Aktualisiert am: 13.03.2014

Was bedeutet Insolvenz?

Der Begriff Insolvenz kommt aus dem lateinischen Sprachbereich von solvente =  nicht einlösend und bedeutet Zahlungsunfähigkeit, die sich aus nicht bezahlten Verbindlichkeiten ergibt. Das Insolvenzrecht gehört zum Zivilrecht.

Insolvenz Definition gemäß juristischer sowie natürlicher Personen

Es gibt in Deutschland die Insolvenz juristischer sowie natürlicher Personen. Bei einer juristischen Person (Personenvereinigung aufgrund gesetzlicher Anerkennung wie die Aktiengesellschaft, GmbH, eingetragene Genossenschaft, eingetragener Verein e.V.) muss bei einer Zahlungsunfähigkeit das so genannte Insolvenzverfahren eingeleitet werden.
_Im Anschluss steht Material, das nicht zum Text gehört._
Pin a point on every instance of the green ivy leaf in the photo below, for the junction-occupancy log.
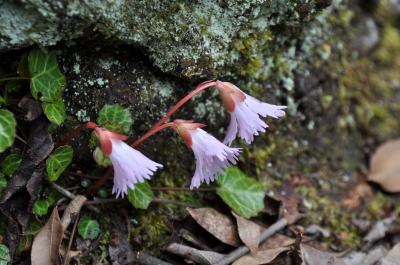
(115, 118)
(100, 159)
(58, 161)
(141, 196)
(12, 86)
(3, 182)
(41, 206)
(10, 164)
(46, 77)
(55, 111)
(7, 129)
(88, 228)
(5, 257)
(243, 194)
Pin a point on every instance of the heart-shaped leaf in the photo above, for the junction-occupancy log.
(58, 161)
(7, 129)
(88, 228)
(243, 194)
(115, 118)
(47, 80)
(141, 196)
(55, 111)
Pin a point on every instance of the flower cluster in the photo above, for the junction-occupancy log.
(212, 156)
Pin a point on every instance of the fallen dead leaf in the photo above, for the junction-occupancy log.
(392, 257)
(261, 257)
(45, 247)
(217, 224)
(199, 256)
(315, 229)
(249, 232)
(384, 167)
(277, 240)
(289, 208)
(313, 256)
(379, 229)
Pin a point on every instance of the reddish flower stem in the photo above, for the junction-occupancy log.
(156, 128)
(151, 132)
(181, 102)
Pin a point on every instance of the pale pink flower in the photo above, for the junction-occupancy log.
(245, 111)
(212, 156)
(130, 165)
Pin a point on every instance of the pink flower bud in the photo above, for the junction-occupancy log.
(130, 165)
(212, 156)
(245, 111)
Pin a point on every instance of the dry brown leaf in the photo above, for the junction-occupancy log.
(249, 232)
(276, 241)
(384, 167)
(393, 257)
(289, 208)
(216, 223)
(45, 247)
(313, 256)
(261, 257)
(198, 256)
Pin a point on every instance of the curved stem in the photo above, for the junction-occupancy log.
(14, 78)
(156, 128)
(151, 132)
(181, 102)
(100, 182)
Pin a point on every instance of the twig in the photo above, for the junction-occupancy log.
(203, 257)
(243, 250)
(145, 259)
(67, 258)
(166, 201)
(189, 237)
(181, 189)
(72, 211)
(103, 201)
(156, 200)
(70, 195)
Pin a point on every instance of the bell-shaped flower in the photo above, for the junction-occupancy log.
(245, 113)
(130, 165)
(212, 156)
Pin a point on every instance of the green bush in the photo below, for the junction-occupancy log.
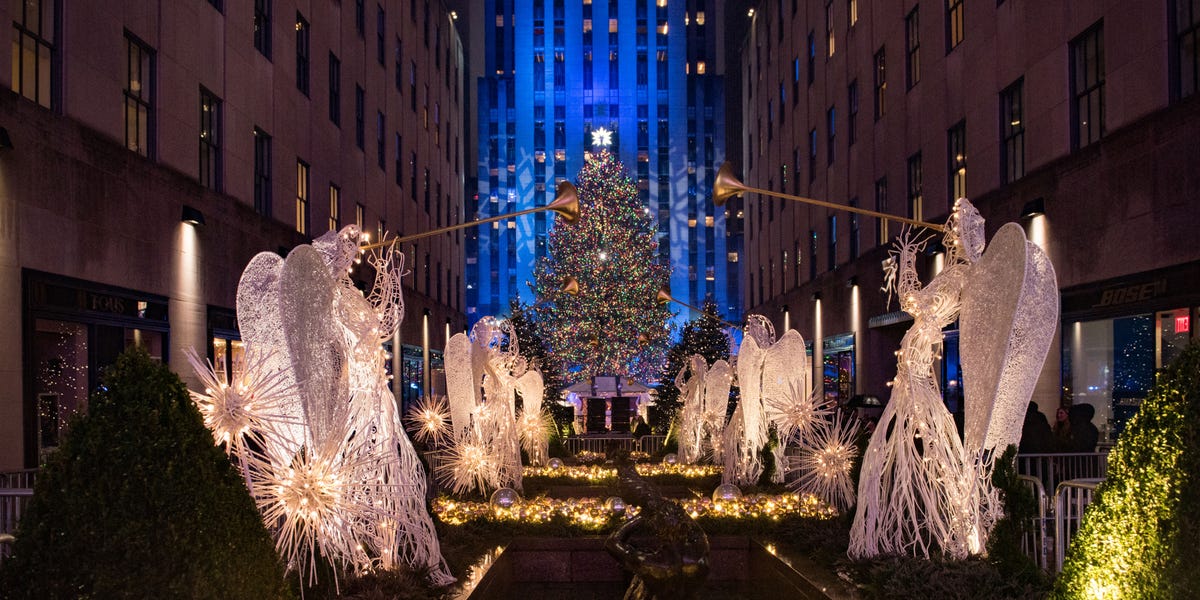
(139, 503)
(1139, 537)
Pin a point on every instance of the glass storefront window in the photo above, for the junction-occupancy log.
(1110, 364)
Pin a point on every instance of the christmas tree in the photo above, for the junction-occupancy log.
(613, 327)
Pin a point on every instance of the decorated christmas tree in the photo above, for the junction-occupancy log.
(613, 327)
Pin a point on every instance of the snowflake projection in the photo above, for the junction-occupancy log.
(429, 420)
(255, 401)
(329, 466)
(827, 456)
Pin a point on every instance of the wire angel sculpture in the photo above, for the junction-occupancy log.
(321, 441)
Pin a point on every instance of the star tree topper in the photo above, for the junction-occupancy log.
(601, 137)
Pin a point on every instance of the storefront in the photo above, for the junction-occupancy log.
(72, 330)
(1117, 334)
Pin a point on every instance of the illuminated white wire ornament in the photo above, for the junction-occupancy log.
(826, 460)
(330, 468)
(429, 420)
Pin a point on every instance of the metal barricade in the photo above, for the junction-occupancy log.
(1071, 501)
(1035, 543)
(1054, 468)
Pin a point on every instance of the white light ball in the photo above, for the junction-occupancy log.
(726, 492)
(504, 498)
(616, 504)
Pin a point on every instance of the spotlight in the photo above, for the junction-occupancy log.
(1035, 208)
(191, 216)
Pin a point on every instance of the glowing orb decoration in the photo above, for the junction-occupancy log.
(726, 492)
(504, 498)
(616, 504)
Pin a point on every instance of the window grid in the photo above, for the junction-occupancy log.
(138, 96)
(34, 53)
(955, 24)
(210, 141)
(301, 54)
(1087, 87)
(1012, 126)
(301, 197)
(912, 43)
(957, 153)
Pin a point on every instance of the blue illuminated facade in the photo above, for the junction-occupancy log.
(556, 70)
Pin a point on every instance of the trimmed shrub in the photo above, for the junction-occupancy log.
(1139, 535)
(139, 503)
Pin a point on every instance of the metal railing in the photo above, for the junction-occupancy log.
(1071, 499)
(1055, 468)
(1035, 544)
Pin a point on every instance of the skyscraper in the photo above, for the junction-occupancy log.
(558, 70)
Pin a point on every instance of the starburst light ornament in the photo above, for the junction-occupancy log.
(330, 469)
(827, 456)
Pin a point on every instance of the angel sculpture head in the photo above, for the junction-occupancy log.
(965, 235)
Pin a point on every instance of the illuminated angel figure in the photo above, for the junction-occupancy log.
(918, 490)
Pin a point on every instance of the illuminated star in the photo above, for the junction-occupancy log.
(601, 137)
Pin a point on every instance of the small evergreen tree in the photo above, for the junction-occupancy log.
(1139, 537)
(706, 336)
(138, 502)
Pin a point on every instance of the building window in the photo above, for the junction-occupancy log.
(831, 39)
(813, 255)
(263, 27)
(912, 43)
(381, 141)
(853, 229)
(1187, 40)
(335, 90)
(881, 205)
(301, 54)
(138, 96)
(210, 141)
(833, 241)
(301, 197)
(34, 61)
(852, 121)
(262, 172)
(881, 83)
(813, 154)
(916, 193)
(1012, 126)
(831, 133)
(1087, 87)
(335, 208)
(955, 24)
(359, 117)
(957, 153)
(813, 58)
(381, 30)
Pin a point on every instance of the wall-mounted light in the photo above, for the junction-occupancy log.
(1035, 208)
(192, 216)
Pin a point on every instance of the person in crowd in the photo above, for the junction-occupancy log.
(1063, 441)
(1036, 435)
(1084, 432)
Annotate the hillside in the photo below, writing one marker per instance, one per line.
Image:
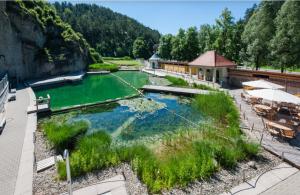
(35, 42)
(110, 33)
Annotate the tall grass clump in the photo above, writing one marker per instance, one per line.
(93, 152)
(178, 158)
(64, 135)
(177, 81)
(202, 86)
(218, 106)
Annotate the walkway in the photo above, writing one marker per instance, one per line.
(12, 149)
(267, 182)
(177, 90)
(112, 186)
(283, 149)
(193, 79)
(290, 186)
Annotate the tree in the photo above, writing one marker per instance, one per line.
(224, 42)
(191, 45)
(259, 31)
(165, 47)
(140, 48)
(285, 44)
(110, 33)
(178, 44)
(207, 37)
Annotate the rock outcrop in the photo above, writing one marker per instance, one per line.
(29, 49)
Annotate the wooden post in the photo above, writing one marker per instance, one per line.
(261, 138)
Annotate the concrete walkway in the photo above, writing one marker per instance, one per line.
(289, 186)
(177, 90)
(187, 77)
(112, 186)
(267, 182)
(15, 144)
(284, 149)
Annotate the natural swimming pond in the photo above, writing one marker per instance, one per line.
(137, 118)
(93, 89)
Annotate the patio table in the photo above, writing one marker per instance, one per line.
(278, 126)
(262, 107)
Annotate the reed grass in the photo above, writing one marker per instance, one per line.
(178, 158)
(64, 135)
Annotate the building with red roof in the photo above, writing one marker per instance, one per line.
(212, 67)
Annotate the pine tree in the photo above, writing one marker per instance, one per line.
(286, 43)
(259, 31)
(165, 47)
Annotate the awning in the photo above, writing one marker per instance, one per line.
(262, 84)
(274, 95)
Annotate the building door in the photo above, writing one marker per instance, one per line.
(153, 64)
(218, 76)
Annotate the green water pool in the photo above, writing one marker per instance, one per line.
(93, 88)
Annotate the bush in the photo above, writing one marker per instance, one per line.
(202, 86)
(183, 156)
(218, 106)
(177, 81)
(104, 66)
(63, 135)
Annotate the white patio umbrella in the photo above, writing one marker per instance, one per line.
(274, 95)
(262, 84)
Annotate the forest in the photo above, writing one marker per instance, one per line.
(267, 36)
(110, 33)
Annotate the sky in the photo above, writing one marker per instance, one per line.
(168, 16)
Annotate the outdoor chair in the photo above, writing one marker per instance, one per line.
(273, 131)
(287, 134)
(259, 113)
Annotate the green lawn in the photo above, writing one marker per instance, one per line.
(122, 61)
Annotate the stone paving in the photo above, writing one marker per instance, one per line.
(11, 141)
(289, 186)
(112, 186)
(280, 148)
(265, 181)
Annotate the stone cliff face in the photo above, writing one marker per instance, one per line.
(26, 47)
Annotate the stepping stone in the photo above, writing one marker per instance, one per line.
(111, 186)
(47, 163)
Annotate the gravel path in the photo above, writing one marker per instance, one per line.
(46, 182)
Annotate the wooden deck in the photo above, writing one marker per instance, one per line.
(287, 150)
(175, 90)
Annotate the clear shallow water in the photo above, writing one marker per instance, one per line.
(135, 121)
(94, 88)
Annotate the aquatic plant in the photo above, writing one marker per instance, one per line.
(104, 66)
(177, 158)
(177, 81)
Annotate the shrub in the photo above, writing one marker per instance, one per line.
(177, 81)
(202, 86)
(219, 106)
(64, 135)
(104, 66)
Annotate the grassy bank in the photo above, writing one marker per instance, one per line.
(178, 158)
(104, 66)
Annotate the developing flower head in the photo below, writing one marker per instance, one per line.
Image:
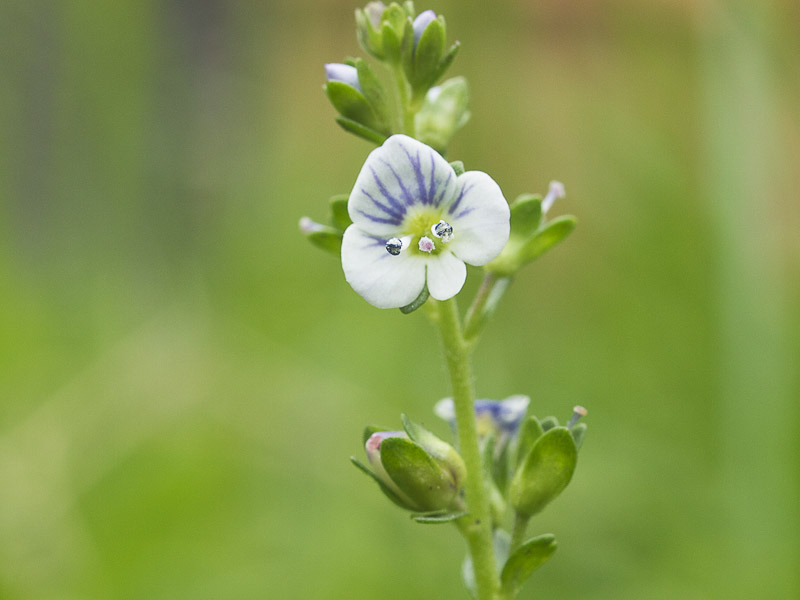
(408, 195)
(501, 418)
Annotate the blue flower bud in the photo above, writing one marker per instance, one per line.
(421, 23)
(344, 73)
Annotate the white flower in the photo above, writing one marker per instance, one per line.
(415, 221)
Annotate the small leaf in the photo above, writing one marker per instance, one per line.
(526, 215)
(545, 472)
(417, 475)
(578, 433)
(351, 103)
(340, 218)
(550, 235)
(437, 518)
(525, 560)
(420, 300)
(361, 130)
(384, 488)
(373, 91)
(548, 423)
(530, 431)
(428, 54)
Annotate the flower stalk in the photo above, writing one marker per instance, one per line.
(476, 527)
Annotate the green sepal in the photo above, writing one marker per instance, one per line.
(384, 488)
(548, 423)
(441, 452)
(369, 430)
(550, 235)
(392, 38)
(322, 236)
(418, 301)
(340, 218)
(545, 472)
(524, 561)
(437, 517)
(417, 475)
(578, 433)
(526, 215)
(351, 103)
(428, 55)
(442, 115)
(361, 131)
(445, 63)
(529, 431)
(373, 92)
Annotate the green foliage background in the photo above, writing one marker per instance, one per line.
(183, 377)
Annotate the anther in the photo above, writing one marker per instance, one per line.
(443, 230)
(577, 413)
(426, 244)
(394, 245)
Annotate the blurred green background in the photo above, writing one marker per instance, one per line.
(183, 377)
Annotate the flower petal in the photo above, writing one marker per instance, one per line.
(446, 275)
(402, 173)
(480, 216)
(383, 280)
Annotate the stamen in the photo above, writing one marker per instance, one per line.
(426, 244)
(443, 230)
(577, 413)
(555, 192)
(394, 245)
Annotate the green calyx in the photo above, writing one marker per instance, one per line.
(544, 472)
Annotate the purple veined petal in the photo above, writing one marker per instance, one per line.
(479, 215)
(344, 73)
(400, 176)
(383, 280)
(421, 22)
(446, 275)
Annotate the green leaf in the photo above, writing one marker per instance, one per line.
(361, 131)
(351, 103)
(417, 475)
(428, 54)
(526, 215)
(445, 63)
(436, 518)
(340, 218)
(525, 560)
(578, 433)
(544, 473)
(529, 431)
(384, 488)
(548, 423)
(550, 235)
(374, 93)
(419, 301)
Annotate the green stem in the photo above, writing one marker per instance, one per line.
(477, 526)
(484, 305)
(518, 534)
Für natürliche Personen ist eine Privatinsolvenz anzuwenden. 

Ein Insolvenzverfahren muss bei juristischen Personen unbedingt initiiert werden, wenn  Rechnungen nicht mehr bezahlt werden können, die in einem Zeitraum von 3 Wochen auflaufen. Wird die Insolvenz dann nicht angemeldet, kann dies ein Strafverfahren wegen Insolvenzverschleppung nach sich ziehen.

Insolvenz in Deutschland und Schweiz

In Österreich und der Schweiz wird die Insolvenz offiziell als Konkurs (kommt aus dem lateinischen Sprachbereich von concursus = Zusammenlauf (der Gläubiger) bezeichnet. In Deutschland sind umgangssprachlich für Insolvenz die Begriffe Bankrott (italienische Herkunft), Konkurs und Pleite (jüdische Herkunft) im Umlauf.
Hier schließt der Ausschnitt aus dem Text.